Note the detail about the bliss. It is as if she takes a feral kind of joy in committing herself (by falling in love with Vronksy) to her self-destruction. This scene, one of the most famous in the novel, continues when the train stops at a station, Anna steps out into a snowstorm, meets Vronsky, who has followed her, and seals her fate. Their affair is inevitable, and as "the hoarse whistle of the engine roared. . . . plaintively and gloomily, all the horror of the storm seemed to her still more splendid now" (109).
And once again, as Anna stands out in the storm, almost as if waiting for the inevitable appearance of Vronsky, "muffled figures covered with snow" run by. And "the bent shadow of a man flashed by at her feet, and she heard sounds of a hammer upon iron" (109).
Now, in an accumulation of incidental detail gathered subconsciously during her two fateful meetings with Vronsky at railway stations, Anna has all the ingredients for her recurrent dreams later on, in particular the muffled figure of a peasant beating with a hammer on iron. This is all extremely well done, but giving Vronsky essentially the same nightmare too (much later in the book) seems almost too much in the way of predestination.
The dream producers, of course, have taken slightly different details and situations from the waking lives of the characters as ingredients for their dreams. But, most importantly, the disheveled peasant, stooping down and muttering in French appears in both dreams (p.375, 381). Vronsky cannot make out what he is saying, but Anna hears the words, which begin with part of a French proverb and end with pounding and beating. The entire proverb (mangled in the dream) says, "Il faut battre le fer, tandis qu'il est chaud," which is common to most European languages. In Russian: Куй железо пока горячо. In English: Strike while the iron is hot.

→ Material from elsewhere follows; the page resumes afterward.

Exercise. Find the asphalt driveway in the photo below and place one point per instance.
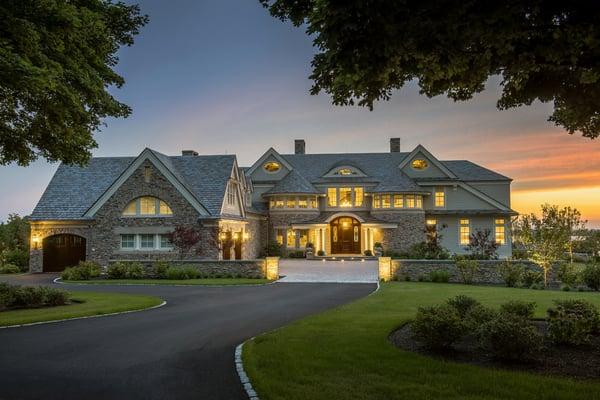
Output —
(184, 350)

The passage in the novel goes like this: "Il faut le battre, le fer, le broyer, le petrir" (381), "It must be beaten, the iron, must be pounded, molded." Anna also dreams that one of the servants, Korney, interprets this dream as an omen of her death in childbirth (382). As it turns out she does not die in childbirth, but the French words conjure up a muddled image (fire and iron) of the train that she throws herself under.
This coincidental double nightmare shared by Anna and Vronsky, what Nabokov, in his Lectures on Russian Literature, calls "this monogrammatic interconnection of two individual brain patterns," is an analogue of the telepathic experience of Kitty and Lyovin--as they read each others' thoughts in the marriage-proposal scene (Nabokov again, p. 175). But what a difference in mood and in future implications in these two scenes!
From this point one can trace the patterns in Anna's recurrent nightmares throughout the rest of the novel.